Forswearing death and publicity, I emptied my locker out, brush brush, soak with soap and water, then padded the holes through which the little pest must have gotten in. But alas, it was only paperboard I used, so no sooner had the paste dried on my fingers than mousie got to nibbling through again. I found black dried droppings, not just under the stove and around the tipped plates on the kitchen table, but also in my box of underwears. Gutted the locker clean another time, more furious washing, then on to the mall for a mouse trap, gritting my teeth at having to succumb to another atrocious lie: some icky glue for some panicky runner to step into. Damnation: the awful invention only managed to stick in your clothes and fingers, Rattie just skittered through the whole layout and has moreover moved to the gay literature department, its litter now all over your boxes of poems, paperbacks and like perishable excretions. Poison is out of the question; unpolished brown rice mixed with chicken gravvy and Baygon? That's simply horrid, outrageous. Graceless, too, and unaccounhtably stupid, immoral. You poison kings and generals messing around your bed, not an orphan rat hiding among your treasure vault. Can't go that low, Baby.

You filed a complaint at your landlady's office, a cornerstore fronting their house, only slightly implicating her cat-hating ways. Weren't she the one who made you dispose of your teener cat at your sister-in-law's charge? “I would need wood to caulk the seams and the rot in the timber. And by the way, the ceiling, too, there's a new leak right by the peg hanging my clothes everything under the bed's wet that all I do all week is mop.” She made out like she heard, and you waited for action, but all you heard from day to day was the husband's ever rising voice, gimme this gimme that, where's my other sock, where's the food in the pot get off that rack you brat. A few days later, you'd catch her sneaking out of the gate on foot, knapsack on her back, her three-year old daughter in one hand, in the other a plastic bag. It's not cars and houses alone that make a marriage tick, you knew that, ages back.
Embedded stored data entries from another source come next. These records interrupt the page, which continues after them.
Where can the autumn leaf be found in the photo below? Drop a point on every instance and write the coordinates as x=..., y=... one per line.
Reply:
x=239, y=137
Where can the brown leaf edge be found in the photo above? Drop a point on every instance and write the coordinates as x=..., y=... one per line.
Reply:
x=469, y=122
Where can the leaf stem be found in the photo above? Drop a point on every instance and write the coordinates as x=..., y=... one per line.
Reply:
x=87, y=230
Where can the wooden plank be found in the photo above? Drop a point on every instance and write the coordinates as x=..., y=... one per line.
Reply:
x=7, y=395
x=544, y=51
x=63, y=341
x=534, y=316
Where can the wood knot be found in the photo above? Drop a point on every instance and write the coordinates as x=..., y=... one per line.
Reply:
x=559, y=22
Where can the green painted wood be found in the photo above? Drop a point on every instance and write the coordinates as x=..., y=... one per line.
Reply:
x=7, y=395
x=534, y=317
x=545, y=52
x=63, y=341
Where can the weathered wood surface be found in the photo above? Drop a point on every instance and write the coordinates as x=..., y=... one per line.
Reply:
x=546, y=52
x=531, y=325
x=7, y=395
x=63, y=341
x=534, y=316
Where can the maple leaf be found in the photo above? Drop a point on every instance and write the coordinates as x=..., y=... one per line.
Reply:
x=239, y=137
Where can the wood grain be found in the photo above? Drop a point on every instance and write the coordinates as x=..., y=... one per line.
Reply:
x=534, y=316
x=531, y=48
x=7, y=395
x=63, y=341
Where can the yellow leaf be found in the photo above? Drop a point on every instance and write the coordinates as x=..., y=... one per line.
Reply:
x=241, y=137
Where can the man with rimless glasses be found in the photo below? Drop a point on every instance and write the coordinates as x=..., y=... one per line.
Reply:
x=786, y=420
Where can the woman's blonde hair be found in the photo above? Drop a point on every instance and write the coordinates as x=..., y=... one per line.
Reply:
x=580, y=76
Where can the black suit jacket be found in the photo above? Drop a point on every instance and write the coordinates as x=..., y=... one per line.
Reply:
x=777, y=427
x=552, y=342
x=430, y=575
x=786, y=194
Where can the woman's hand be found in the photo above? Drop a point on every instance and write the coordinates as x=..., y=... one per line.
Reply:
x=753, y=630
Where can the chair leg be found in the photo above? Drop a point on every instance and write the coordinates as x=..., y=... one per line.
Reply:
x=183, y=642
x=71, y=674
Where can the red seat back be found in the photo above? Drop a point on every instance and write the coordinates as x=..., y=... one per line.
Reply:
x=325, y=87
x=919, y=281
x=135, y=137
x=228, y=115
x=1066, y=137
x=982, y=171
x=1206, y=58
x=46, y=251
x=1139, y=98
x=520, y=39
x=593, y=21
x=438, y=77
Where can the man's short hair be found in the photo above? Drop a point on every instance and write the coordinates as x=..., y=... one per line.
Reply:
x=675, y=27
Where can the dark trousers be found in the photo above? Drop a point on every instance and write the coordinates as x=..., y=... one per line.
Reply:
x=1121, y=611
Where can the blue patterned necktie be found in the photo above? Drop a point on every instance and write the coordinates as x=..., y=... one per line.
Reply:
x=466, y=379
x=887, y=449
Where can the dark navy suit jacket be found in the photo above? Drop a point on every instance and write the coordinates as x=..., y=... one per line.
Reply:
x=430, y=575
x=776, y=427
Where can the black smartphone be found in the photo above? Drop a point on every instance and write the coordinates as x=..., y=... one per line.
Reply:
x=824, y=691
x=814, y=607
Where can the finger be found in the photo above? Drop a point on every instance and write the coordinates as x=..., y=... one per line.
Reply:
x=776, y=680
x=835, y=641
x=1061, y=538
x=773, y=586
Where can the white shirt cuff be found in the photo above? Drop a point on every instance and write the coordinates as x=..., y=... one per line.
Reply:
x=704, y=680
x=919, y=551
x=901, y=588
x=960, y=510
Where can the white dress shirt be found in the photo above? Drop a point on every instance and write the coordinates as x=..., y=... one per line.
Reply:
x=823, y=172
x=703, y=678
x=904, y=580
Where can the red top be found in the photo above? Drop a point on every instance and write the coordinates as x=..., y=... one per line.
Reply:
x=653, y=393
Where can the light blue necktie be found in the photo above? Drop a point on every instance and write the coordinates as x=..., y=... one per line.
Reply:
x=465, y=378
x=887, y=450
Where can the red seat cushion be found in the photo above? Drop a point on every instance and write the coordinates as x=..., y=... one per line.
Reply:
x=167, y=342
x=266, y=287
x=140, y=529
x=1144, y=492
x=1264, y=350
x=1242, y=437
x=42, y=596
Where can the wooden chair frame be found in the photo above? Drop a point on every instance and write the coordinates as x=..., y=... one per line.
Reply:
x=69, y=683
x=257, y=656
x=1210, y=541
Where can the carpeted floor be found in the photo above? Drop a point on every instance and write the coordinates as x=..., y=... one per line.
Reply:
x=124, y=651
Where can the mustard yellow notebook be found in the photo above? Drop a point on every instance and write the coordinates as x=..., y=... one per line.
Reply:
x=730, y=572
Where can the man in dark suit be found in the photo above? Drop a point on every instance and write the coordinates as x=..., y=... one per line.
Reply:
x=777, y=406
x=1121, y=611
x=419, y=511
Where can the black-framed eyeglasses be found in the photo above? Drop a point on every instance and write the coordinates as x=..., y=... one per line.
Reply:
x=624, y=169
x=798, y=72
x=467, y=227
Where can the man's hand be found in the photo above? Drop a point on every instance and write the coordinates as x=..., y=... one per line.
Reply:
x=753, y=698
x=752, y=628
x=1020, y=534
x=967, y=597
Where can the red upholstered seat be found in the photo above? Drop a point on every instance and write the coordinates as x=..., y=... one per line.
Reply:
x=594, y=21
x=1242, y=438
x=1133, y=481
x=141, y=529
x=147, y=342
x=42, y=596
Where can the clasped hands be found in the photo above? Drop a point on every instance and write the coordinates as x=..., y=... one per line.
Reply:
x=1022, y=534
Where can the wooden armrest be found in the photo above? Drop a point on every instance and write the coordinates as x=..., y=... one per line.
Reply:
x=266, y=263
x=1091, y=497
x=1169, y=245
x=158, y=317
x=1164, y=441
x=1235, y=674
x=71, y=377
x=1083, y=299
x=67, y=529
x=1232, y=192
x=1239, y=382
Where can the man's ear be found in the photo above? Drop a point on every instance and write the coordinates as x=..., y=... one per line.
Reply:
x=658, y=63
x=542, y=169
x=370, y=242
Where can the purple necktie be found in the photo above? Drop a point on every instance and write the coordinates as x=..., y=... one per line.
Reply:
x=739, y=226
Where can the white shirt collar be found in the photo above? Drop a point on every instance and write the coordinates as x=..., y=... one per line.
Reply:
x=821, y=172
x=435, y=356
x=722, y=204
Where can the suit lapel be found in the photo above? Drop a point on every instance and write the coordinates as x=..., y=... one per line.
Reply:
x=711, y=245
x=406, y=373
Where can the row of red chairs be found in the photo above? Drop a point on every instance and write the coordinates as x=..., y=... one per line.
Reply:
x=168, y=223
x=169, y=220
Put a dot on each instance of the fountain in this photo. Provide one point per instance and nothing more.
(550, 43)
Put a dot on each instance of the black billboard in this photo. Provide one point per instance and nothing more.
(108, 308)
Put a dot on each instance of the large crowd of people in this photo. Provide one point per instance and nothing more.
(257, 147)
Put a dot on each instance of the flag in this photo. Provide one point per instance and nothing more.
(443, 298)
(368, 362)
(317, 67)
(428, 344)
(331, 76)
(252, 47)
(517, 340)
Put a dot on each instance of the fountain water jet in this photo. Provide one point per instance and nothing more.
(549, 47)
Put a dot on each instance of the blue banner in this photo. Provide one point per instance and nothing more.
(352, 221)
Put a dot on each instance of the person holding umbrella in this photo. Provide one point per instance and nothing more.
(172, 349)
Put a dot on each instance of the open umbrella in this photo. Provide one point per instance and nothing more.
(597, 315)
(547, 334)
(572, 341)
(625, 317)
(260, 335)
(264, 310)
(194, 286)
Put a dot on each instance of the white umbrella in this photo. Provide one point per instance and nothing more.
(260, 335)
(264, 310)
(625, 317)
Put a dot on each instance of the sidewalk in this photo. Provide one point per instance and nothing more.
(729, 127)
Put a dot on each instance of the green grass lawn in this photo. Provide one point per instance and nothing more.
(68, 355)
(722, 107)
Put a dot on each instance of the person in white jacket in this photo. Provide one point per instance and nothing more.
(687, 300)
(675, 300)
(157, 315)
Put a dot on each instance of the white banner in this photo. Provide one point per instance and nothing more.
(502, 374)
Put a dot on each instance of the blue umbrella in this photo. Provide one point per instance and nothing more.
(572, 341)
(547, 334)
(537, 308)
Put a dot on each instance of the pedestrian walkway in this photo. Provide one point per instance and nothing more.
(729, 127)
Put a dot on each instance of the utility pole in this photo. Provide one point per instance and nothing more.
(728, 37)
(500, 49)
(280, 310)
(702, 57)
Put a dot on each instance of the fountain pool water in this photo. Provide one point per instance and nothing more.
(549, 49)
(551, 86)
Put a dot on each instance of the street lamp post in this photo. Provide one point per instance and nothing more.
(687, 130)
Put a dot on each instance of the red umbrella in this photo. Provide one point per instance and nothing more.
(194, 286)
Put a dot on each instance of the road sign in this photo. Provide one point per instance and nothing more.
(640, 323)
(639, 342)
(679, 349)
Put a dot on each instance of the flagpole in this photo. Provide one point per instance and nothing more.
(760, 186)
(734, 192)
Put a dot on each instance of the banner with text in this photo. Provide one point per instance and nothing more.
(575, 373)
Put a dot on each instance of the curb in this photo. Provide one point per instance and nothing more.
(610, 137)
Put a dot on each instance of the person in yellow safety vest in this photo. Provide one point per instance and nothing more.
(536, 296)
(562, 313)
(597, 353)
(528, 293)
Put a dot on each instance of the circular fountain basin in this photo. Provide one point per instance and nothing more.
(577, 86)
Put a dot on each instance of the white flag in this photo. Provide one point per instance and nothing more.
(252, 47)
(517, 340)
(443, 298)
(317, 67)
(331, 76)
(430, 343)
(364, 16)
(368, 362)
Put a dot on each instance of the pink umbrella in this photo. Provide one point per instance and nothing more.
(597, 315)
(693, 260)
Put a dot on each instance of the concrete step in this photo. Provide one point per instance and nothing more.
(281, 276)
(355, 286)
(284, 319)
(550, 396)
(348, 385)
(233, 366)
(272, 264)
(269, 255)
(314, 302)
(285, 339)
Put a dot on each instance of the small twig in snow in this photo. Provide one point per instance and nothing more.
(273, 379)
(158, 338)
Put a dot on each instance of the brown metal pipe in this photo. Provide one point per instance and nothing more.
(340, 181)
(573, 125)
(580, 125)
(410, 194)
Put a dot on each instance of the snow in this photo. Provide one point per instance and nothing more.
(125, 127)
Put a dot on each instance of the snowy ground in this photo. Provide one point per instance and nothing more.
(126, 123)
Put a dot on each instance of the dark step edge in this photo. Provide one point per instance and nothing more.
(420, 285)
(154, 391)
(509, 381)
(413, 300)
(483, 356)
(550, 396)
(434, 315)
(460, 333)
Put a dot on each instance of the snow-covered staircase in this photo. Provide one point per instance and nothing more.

You stayed out most nights, a way to walk out of one's own vexed life. Dust accumulated on the surfaces of things, on the caps and lids of food uneaten, on the little jars and cabinets of one's will. You got to frequenting your friend's house where chaos reigns even more supreme. A huge plush sofa occupied center stage around which everyone had to slink and bad days would be when the ex-husband and call-in father telephoned and asked who's in? In the offices, you noted that the population of laptops outranks the number of the employed, and none of them as hardworking as you once were. You excused yourself out of their sorry lives and checked into net cafés, sitting around your old haunts, sipping hot chocolate and staring at the quaintly empty street at three in the morning while the waiter and the guard slept with their heads on the nearby table. Soon you were ruining files, retyping pages here, losing a bluetooth device there, later your memory stick, then your earphones.

You walked home.

You set out to bribing the neighborhood cats. Your friendship with the lot, it so happened, stopped at your doorstep. You stooped down to pick one and they hissed and scampered around. How skittish they had become. Their wives and babies kept on disappearing: not so many folks could live with the racket they make, the rough and tumble on the ceiling, their noisy lovemaking, the crash of pots and dishpans, the devastation of the trash can. Elsewise, they're so easy to tame. Leave the door open, feed them as you eat, let them saunter around, let them sleep at your feet. Soon, they'd be in your bed, on the shelf between rows of classics, on your desk on a loose sheet, the presumptuous bastards.

You never knew what happened to the little rat. Once on your way to the bathroom, you smelled death. But of course. Five cats in a room? What rat wouldn't jump over to their end? Somehow you feel bad the sorry thing didn't die the way you would have preferred for it: in between the fangs of a merciless cat, gnawed to the bone, shred after shred.